LinkedIn Corp Shares Testing Short-Term Patience Of The Bulls
LinkedIn Corp (NYSE: LNKD) shares appear to be vulnerable in the very short term, but the overall picture still looks good for the bulls.
Here is a recap of Benzinga's last report on LinkedIn from September 2:
- The bulls in LinkedIn had been riding high since blowing right through key resistance at $190. The technical strength of the stock was a huge factor in the bullish crowd's investment thesis.
- The bulls believe that LinkedIn has the greatest future of all the social media stocks because of its real utility for the business crowd. Additionally, LinkedIn's pristine balance sheet and huge cash reserves gave the bulls even more confidence.
- The bears in the LinkedIn arena claim the company has to execute to perfection in perpetuity to justify the stock's very lofty valuation metrics. Technically, the bears pointed out that the stock was overbought.
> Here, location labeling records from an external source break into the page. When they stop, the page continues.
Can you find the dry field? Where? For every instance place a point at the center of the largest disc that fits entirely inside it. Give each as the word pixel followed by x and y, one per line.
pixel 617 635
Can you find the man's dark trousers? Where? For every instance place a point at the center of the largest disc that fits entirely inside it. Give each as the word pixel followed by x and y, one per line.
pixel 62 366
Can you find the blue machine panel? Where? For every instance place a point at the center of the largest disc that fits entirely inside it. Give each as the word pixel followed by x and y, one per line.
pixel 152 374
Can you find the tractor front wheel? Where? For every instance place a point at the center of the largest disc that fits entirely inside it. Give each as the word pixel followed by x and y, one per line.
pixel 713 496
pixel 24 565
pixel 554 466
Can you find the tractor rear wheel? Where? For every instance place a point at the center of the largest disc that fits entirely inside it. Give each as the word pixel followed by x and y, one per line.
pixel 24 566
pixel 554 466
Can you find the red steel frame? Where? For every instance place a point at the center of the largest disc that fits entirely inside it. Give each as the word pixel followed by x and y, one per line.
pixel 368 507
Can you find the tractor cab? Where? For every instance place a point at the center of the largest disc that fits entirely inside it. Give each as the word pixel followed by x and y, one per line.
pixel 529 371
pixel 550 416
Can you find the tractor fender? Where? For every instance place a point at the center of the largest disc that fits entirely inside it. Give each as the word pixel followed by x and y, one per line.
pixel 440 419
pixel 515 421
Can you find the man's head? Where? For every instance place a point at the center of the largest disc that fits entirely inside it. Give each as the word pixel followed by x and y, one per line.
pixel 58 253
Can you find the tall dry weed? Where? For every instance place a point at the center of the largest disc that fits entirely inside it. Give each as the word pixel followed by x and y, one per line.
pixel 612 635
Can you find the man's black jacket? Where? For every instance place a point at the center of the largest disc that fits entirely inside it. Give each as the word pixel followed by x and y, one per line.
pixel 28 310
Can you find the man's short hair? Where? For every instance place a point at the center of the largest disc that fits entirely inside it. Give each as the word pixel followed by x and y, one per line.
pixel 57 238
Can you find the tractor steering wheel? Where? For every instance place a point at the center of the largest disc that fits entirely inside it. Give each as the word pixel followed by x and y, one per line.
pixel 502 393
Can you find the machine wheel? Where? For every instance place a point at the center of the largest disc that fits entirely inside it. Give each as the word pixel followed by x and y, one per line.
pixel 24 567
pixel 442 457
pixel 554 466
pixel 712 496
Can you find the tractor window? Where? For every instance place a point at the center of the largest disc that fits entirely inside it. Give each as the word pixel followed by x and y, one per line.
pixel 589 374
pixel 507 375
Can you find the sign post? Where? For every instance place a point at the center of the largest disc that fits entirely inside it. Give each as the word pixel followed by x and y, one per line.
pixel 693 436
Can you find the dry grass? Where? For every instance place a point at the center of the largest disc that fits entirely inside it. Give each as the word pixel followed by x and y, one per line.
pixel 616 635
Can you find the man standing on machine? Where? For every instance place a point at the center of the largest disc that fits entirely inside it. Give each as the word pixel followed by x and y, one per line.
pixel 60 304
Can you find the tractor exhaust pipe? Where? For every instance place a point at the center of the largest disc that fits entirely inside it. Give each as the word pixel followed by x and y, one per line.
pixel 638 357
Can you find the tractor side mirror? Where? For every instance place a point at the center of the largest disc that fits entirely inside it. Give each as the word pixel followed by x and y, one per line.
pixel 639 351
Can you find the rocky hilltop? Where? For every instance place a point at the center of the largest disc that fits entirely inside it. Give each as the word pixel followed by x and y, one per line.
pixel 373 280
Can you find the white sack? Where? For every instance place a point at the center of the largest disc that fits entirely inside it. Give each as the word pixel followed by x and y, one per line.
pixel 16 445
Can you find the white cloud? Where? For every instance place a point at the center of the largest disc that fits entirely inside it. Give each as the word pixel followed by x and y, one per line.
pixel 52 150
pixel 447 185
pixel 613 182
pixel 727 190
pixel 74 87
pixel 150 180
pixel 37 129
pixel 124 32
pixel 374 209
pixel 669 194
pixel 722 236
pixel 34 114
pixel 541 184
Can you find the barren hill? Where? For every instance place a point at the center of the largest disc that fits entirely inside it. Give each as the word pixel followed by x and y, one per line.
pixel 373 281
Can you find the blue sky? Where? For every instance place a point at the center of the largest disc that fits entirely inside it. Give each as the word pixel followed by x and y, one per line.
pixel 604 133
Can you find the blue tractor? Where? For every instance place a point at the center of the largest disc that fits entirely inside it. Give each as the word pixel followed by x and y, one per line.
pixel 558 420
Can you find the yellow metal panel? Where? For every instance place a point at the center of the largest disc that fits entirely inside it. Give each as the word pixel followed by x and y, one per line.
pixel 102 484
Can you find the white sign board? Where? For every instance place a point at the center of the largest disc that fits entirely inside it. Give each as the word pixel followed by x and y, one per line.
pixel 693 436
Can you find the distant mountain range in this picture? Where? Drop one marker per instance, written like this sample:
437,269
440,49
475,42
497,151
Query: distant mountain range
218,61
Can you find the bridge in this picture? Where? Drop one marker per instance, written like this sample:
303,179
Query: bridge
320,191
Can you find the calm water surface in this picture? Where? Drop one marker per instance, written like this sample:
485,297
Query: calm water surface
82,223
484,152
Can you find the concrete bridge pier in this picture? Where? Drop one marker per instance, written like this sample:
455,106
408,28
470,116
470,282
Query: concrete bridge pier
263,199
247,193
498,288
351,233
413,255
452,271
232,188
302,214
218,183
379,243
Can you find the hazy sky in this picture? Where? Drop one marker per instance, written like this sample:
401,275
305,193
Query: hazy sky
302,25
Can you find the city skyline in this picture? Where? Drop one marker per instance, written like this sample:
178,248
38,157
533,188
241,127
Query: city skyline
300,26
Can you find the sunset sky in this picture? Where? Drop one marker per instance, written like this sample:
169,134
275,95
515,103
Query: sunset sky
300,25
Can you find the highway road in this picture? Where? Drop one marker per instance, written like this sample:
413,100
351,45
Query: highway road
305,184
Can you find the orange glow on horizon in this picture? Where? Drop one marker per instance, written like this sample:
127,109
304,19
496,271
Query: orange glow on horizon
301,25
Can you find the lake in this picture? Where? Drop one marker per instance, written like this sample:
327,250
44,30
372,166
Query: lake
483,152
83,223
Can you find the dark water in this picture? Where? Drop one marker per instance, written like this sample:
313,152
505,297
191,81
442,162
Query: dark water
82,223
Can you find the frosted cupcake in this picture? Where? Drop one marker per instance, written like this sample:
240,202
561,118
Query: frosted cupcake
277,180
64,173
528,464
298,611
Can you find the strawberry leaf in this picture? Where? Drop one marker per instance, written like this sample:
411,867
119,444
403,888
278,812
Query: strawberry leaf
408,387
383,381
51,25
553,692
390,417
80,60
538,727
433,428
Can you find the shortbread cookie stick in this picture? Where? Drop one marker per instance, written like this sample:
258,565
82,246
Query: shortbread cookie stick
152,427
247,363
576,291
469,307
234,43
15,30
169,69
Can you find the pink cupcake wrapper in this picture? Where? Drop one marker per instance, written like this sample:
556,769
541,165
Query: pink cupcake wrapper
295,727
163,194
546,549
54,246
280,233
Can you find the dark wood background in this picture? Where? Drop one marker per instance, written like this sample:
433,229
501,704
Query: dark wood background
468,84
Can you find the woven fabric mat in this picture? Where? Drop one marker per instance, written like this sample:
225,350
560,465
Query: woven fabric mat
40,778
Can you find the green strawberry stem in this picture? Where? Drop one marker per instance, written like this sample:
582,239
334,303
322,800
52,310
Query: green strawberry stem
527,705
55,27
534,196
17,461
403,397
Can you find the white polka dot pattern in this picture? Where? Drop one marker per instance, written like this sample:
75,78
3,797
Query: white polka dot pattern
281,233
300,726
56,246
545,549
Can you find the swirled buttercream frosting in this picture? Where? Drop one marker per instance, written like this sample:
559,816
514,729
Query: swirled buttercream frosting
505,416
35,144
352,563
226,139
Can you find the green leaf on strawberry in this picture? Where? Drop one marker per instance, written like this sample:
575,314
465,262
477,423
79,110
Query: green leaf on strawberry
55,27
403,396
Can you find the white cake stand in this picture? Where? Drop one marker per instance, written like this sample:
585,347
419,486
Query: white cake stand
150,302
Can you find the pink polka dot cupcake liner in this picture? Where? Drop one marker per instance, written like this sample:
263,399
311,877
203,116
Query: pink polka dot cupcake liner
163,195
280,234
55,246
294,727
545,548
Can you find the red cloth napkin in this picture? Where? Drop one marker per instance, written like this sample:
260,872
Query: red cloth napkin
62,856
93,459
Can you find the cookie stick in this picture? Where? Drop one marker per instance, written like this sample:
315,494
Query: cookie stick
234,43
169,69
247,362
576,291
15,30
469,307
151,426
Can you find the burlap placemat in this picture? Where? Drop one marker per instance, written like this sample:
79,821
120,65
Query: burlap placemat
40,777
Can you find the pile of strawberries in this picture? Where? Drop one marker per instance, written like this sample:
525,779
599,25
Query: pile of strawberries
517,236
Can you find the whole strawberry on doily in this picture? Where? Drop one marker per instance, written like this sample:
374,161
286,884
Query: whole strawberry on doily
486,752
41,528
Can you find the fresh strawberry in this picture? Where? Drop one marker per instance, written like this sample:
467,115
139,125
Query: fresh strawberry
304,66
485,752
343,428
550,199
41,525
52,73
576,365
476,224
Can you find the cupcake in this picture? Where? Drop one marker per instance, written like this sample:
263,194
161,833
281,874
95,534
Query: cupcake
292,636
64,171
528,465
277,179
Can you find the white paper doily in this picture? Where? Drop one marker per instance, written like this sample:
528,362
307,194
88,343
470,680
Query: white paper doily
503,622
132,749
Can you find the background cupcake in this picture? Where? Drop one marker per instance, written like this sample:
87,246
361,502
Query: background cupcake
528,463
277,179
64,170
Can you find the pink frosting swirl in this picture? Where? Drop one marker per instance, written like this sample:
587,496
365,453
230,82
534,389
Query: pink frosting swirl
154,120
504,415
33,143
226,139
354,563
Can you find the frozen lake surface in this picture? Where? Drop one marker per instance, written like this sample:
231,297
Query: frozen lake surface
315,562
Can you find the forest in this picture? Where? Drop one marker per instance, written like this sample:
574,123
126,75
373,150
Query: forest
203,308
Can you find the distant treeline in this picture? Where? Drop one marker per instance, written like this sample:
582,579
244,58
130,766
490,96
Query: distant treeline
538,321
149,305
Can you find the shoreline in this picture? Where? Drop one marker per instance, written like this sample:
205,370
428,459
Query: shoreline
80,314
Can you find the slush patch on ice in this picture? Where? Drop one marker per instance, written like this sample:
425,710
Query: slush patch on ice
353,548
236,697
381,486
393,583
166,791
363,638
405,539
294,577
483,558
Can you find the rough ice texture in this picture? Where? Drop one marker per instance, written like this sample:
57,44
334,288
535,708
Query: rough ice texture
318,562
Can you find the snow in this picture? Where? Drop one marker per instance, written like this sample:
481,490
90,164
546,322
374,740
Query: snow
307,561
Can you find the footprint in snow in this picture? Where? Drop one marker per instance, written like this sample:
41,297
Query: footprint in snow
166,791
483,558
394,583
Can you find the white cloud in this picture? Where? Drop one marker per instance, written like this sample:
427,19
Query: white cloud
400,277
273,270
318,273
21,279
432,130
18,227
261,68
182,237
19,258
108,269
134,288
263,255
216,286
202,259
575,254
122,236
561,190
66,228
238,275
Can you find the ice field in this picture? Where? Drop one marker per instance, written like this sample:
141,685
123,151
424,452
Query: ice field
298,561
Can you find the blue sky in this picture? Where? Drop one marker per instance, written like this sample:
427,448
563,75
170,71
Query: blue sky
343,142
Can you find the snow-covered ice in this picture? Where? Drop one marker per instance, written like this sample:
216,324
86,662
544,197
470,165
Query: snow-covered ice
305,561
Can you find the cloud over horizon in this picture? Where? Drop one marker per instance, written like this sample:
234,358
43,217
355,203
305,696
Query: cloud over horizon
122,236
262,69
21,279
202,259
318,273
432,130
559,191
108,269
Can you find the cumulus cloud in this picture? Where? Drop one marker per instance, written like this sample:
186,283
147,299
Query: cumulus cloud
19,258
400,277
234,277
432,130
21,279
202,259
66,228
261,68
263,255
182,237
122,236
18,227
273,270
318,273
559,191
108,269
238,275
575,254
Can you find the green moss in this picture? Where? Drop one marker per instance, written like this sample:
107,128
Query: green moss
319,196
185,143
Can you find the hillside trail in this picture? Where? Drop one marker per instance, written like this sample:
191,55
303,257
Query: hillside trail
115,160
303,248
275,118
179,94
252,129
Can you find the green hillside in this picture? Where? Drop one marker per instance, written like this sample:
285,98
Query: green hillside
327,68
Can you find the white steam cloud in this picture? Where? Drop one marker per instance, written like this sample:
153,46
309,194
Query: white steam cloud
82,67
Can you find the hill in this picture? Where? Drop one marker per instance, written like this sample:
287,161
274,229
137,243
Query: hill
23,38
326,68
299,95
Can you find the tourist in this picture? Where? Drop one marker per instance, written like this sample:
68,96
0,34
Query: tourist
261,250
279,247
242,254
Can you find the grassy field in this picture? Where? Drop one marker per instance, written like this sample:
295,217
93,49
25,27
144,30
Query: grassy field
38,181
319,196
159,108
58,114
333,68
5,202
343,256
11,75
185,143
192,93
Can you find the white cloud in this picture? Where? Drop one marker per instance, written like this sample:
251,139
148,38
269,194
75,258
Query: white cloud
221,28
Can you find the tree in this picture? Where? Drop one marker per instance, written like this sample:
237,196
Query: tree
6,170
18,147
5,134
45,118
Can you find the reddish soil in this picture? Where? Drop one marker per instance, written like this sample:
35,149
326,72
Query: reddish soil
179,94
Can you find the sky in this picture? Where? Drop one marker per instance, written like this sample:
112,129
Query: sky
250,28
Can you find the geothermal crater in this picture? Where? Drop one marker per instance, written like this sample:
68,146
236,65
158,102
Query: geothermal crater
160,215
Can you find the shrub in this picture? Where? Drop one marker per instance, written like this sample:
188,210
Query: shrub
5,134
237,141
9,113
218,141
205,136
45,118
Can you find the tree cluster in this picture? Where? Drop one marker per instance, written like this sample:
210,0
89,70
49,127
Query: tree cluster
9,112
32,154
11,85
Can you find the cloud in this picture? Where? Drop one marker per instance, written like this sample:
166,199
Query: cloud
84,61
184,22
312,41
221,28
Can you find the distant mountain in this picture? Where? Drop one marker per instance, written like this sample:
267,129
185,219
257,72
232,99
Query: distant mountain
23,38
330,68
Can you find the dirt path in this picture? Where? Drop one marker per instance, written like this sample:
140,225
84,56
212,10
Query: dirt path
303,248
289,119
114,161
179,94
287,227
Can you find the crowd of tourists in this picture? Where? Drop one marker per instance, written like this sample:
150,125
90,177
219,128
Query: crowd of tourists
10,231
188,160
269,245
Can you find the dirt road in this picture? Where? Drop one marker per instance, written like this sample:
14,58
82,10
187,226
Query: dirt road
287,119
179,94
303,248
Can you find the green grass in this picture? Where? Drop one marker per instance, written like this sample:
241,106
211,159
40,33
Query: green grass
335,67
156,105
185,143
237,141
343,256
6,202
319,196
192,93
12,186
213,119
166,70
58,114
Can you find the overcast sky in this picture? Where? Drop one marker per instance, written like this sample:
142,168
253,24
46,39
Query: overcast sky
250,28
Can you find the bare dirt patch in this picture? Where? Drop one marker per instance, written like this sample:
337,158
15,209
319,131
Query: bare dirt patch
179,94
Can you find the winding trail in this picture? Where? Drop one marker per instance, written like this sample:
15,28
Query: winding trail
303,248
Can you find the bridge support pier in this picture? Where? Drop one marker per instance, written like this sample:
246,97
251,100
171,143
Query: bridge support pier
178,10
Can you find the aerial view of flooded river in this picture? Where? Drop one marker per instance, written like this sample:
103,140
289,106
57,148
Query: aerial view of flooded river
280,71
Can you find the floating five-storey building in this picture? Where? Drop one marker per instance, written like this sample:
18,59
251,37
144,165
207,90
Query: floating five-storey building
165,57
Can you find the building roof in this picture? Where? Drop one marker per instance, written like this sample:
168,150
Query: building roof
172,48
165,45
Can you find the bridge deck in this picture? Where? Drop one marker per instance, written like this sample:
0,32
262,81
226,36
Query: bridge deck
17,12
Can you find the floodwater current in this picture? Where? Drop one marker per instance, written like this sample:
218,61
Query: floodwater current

- Technicians noted the only way the bears would re-gain control of the situation would be for the stock to close below $180, but that support at $213.77 and $201.67 would get in the way of that. Meanwhile, the stock had a projected upside target of $255.65.
Technicians say that the pullback in LinkedIn stock in the last couple of weeks is perfectly healthy thus far.
Shares have violated one support level already at $213.77 and could be testing the next level at $201.67 very soon. It is not inconceivable for shares to fill the upside gap that occurred in early August and still be in good shape technically. To do so, the stock would have to trade all the way down to $180.64. Being in good shape technically would be little comfort to those who bought near the recent highs and rode it down 20 percent.
LinkedIn may be in for more downside in the short term, but the macro picture for the stock is still bullish.
At time of publication Friday, LinkedIn was trading at $207.61, down 1.37.